How to cure a backache

  • 2000-08-24
  • Diana Kudayarova
"The backbone of the economy."


This catchy label has stuck firmly to Latvia's small and medium enterprises in the last several months. If that is the case, Latvia must be suffering from severe backaches.

Research sponsored by the Soros Foundation showed that small and medium businesses in Latvia are too few in number (less than 10 per 1,000 residents, compared to about 100 in other European countries), too inactive (60 percent don't show any signs of activity at all after registration), and don't live long (only 30 percent survive to see their fifth year).

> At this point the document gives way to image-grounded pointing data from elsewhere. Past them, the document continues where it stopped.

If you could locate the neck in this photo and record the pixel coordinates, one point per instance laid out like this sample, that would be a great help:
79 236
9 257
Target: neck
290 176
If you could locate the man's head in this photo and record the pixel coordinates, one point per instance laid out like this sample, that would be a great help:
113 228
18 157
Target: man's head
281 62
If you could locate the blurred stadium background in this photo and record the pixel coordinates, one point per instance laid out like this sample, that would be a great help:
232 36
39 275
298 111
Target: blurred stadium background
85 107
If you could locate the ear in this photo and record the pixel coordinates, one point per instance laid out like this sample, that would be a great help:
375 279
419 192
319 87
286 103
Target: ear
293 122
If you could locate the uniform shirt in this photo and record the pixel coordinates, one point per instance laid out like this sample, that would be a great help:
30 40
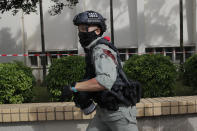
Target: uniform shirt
105 62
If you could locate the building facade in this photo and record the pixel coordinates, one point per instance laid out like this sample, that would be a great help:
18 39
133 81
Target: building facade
140 26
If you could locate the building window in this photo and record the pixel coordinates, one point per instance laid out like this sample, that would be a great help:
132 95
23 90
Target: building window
132 51
122 53
169 52
42 61
189 51
159 50
149 51
33 60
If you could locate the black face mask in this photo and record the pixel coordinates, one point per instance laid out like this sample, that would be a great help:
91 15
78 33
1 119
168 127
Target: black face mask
85 38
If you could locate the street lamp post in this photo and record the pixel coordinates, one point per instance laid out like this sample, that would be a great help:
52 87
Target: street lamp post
43 58
181 33
111 20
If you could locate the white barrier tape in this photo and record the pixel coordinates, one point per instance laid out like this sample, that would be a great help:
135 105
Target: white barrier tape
84 54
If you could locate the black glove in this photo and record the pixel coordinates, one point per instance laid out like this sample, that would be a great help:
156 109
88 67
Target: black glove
83 101
66 93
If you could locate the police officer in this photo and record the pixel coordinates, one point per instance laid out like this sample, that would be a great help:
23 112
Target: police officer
112 112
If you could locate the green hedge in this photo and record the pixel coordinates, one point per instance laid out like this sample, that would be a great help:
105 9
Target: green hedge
64 71
190 72
15 84
156 73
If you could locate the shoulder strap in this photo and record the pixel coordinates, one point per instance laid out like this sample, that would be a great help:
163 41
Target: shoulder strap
120 69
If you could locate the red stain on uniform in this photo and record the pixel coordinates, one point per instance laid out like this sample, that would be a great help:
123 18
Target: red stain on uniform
107 38
108 53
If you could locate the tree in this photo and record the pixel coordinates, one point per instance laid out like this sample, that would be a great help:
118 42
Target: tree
29 6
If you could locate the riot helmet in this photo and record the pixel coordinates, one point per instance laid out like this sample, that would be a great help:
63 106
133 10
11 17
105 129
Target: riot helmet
90 18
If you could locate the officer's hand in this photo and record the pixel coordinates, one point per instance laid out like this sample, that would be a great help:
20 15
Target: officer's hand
83 101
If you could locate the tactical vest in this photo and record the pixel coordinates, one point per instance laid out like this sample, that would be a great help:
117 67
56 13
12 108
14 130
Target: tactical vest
120 94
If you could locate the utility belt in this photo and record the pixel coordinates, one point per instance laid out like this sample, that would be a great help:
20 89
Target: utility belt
118 96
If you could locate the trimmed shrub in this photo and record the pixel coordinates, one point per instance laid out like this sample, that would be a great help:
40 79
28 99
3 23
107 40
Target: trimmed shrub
64 71
190 72
156 73
15 85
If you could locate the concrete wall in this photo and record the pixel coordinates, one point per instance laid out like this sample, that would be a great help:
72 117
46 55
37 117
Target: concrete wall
161 123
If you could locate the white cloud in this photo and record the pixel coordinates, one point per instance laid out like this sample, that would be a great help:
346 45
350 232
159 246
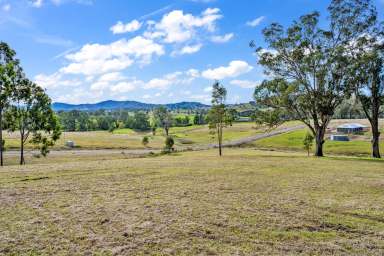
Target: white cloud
193 73
120 28
222 39
201 97
6 7
188 49
94 59
177 27
246 84
126 86
255 22
146 96
105 81
208 89
234 69
37 3
157 83
175 78
52 40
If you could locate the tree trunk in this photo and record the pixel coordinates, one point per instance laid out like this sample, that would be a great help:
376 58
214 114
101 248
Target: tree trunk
22 161
1 138
320 132
220 136
375 139
166 130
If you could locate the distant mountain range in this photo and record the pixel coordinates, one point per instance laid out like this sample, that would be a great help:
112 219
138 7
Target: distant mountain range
129 105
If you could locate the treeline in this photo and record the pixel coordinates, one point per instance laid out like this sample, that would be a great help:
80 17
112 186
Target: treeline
76 120
318 71
24 107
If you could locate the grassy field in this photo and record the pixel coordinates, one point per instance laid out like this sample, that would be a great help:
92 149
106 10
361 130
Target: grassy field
294 141
194 203
130 139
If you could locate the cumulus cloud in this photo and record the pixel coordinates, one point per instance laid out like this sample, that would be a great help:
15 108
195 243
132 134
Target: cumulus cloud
55 80
222 39
246 84
234 69
6 7
177 27
175 78
94 59
188 49
120 28
125 86
255 22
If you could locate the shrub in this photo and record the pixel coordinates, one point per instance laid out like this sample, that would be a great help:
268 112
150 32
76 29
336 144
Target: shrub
169 142
145 141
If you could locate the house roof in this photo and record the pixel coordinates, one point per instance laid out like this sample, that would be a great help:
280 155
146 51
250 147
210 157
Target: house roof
352 126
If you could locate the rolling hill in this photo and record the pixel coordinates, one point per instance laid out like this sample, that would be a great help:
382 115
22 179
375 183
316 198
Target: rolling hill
130 105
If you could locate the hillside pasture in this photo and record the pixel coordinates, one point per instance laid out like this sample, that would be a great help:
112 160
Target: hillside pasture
359 145
194 203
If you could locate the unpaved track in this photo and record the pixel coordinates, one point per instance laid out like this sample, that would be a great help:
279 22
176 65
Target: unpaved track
143 152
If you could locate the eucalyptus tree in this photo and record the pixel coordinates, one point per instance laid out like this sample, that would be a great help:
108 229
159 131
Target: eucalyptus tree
163 118
10 73
31 114
309 67
219 116
370 85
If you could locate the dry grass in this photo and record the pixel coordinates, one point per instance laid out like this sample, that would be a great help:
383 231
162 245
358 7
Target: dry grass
245 203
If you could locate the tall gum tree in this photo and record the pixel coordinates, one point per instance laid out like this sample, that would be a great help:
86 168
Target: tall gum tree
31 114
9 69
309 67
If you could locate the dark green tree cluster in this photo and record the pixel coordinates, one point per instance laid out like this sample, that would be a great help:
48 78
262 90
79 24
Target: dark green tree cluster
313 69
24 107
219 116
76 120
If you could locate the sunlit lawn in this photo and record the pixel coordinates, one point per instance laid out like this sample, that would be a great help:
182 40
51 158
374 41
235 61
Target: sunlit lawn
294 141
247 202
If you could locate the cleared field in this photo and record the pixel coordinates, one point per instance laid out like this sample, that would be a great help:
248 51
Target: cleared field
294 141
359 145
130 139
195 203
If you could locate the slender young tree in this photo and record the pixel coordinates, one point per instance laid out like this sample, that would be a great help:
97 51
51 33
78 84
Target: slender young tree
163 118
31 114
9 69
310 66
370 92
218 116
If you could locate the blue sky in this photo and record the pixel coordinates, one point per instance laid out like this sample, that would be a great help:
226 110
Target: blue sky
162 51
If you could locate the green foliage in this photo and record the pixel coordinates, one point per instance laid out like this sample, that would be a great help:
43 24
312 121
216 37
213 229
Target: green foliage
163 118
169 142
145 141
310 67
308 141
271 118
32 115
219 116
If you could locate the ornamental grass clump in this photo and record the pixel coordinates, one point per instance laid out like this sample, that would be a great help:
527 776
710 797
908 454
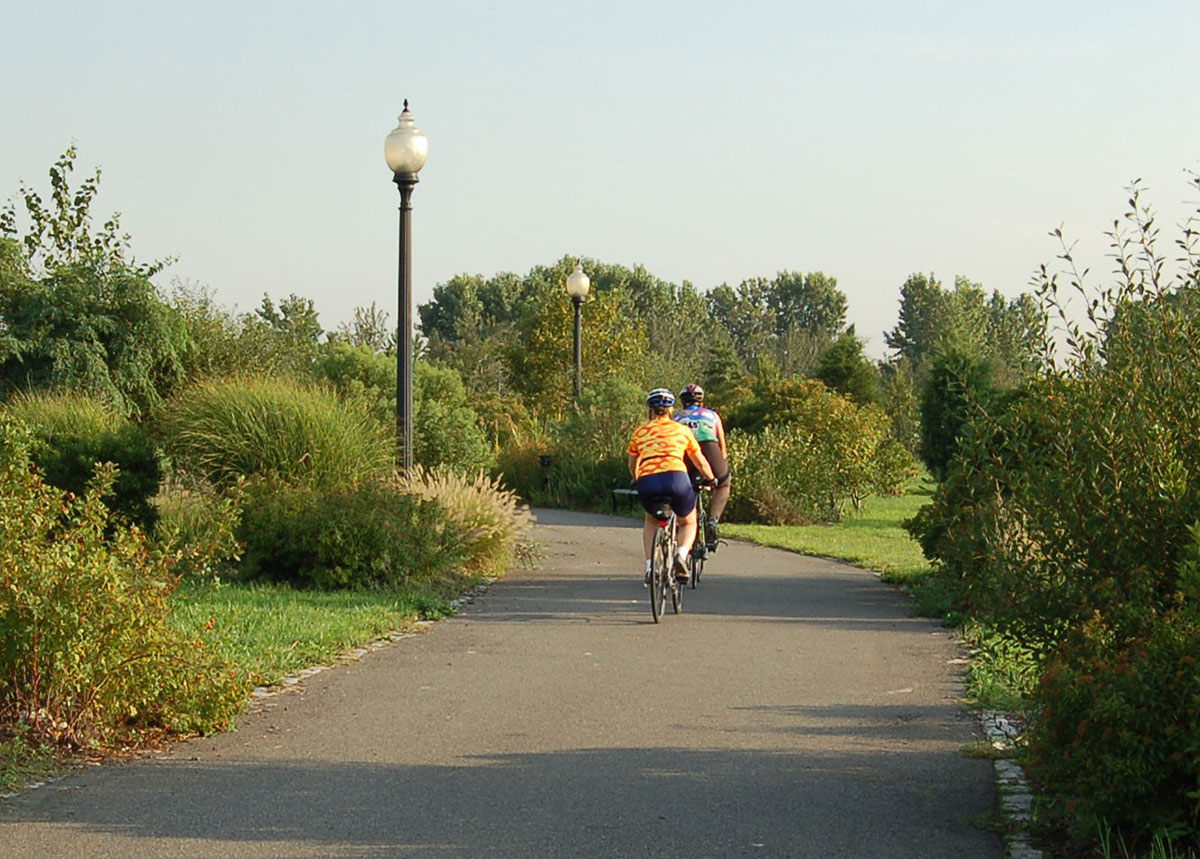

These symptoms, if not very commonly known, are easily discovered, and give little indication of why the situation arose and how it can be improved. The three researchers, Valdis Avotins, Janis Birzulis and Edvards Kusners, decided to look for reasons in the Latvian legal system, and found plenty.

An average small business spends many hours of its often brief life filling out forms, figuring out legislative norms, trying to evade taxes and, having done all that, attracting some business.

For the legal system to be favourable to business development, the laws and regulations have to be clear, and the system itself must be stable and predictable, Kusners said.

The Latvian legal system complies to none of these criteria.

Every year Parliament adopts, on average, 250 laws or amendments. And the government, 350 regulations. In addition, government departments draw up numerous instructions on different procedures such as tax collection. Few of the instructions are published, and legal developments are often unpredictable, as the regulations change frequently and sometimes, after a while, come back to where they started, leaving businesses confused and distrustful.

The latter is, perhaps, justified. For, as calculated by the researchers, only 54 percent of changes in Latvian laws had a positive effect on small businesses. One third could be viewed negatively, and the effect of the rest was mixed.

The state has the worst record in the areas where it could help small businesses directly - public procurement and taxation. In public procurement, no tenders or auctions are organized for small orders that could interest small businesses, and government in these cases prefers to deal with the companies with which it has already worked, resulting in discrimination against small companies, many of which have not been in the market for a long time.

Because of the lack of cooperation among government agencies, businesses are also flooded with paperwork. The same documents have to be submitted to several institutions, and officials prefer to refer to businesses, rather than other state departments, for additional information. The researchers calculated that a business spends an average of 10 manhours a month filling in forms.

Much of that time could be spent on more productive activities with improved communications among government departments. SME support policy exists, but the research showed that only a small part of the business community knows of any government initiative to support small enterprises.

This is, perhaps, for the better, since all initiatives are severely underfunded, and are not capable of securing support on a necessary scale. In 1998, the total capacity of all financial support institutions amounted to 8 million lats ($13.3 million), of which 1.2 million lats went for administering these resources.

The only support initiative that reaches all small businesses - a reduced corporate tax rate of 20 percent instead of 25 percent - has little effect, as the study found, on enterprises. Many of them operate at no or very little profit, and do not pay much in corporate taxes. A much heavier burden is social and income tax on employees, on which no discount is provided.

The ways to cure the Latvian backache, as suggested by the researchers, are mostly common- sense.

Small and medium businesses should not be forced to lift and carry heavy taxes; should be provided an opportunity to stretch their muscles by completing government orders; and their interests should be kept in mind when designing new laws or amendments.

At the presentation, Valdis Avotins said he hoped such diagnostic research would be carried out regularly. But diagnosis is not a cure. It is, of course, not up to Soros Foundation to solve the problems they discovered. It is up to the state to put the result of their research to good use.